Nvidia has officially launched the DGX Spark, a compact AI supercomputer powered by the Grace Blackwell GB10 Superchip, now available for purchase starting October 15, 2025. Priced at $3,999 (approximately ₹3.5 lakh), the DGX Spark is designed to bring high-performance AI computing to developers, researchers, and students in a desktop-friendly form factor.
⚙️ Key Specifications
- Processor: Nvidia Grace Blackwell GB10 Superchip, featuring a 20-core Arm-based CPU integrated with a Blackwell GPU.
- Memory: 128GB of unified LPDDR5x system memory.
- Storage: Up to 4TB of NVMe SSD storage.
- Performance: Delivers up to 1 petaflop (1,000 trillion operations per second) of AI compute power.
- Connectivity: Includes Wi-Fi 7, 10 GbE, and Nvidia ConnectX-7 networking.

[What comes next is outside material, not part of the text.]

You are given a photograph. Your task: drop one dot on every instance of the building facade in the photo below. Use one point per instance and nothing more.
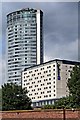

- Form Factor: Compact desktop design measuring 150mm x 150mm x 50.5mm, weighing just 2.6 pounds.
🧠 AI Capabilities
The DGX Spark is engineered to handle advanced AI workloads locally, eliminating the need for cloud-based resources. It supports inference on models with up to 200 billion parameters and fine-tuning of models with up to 70 billion parameters. This capability is crucial for tasks such as developing AI agents, running multimodal applications, and conducting research in fields like healthcare and robotics.
🌍 Availability and Partners
The DGX Spark is available for order directly from Nvidia’s website and through authorized partners, including Acer, ASUS, Dell Technologies, GIGABYTE, HP, Lenovo, and MSI. These partners will offer customized versions of the DGX Spark to cater to various user needs.
🔮 Looking Ahead
Nvidia has also teased the upcoming DGX Station, a more powerful AI supercomputer designed for larger-scale AI model training and research. While details are limited, the DGX Station is expected to feature the GB300 Blackwell Ultra Superchip, offering significantly higher performance than the DGX Spark.
🧾 Final Thoughts
The DGX Spark represents a significant step forward in making high-performance AI computing accessible to a broader audience. Its compact design, powerful specifications, and local AI capabilities make it an attractive option for developers and researchers looking to advance their AI projects without relying on cloud infrastructure.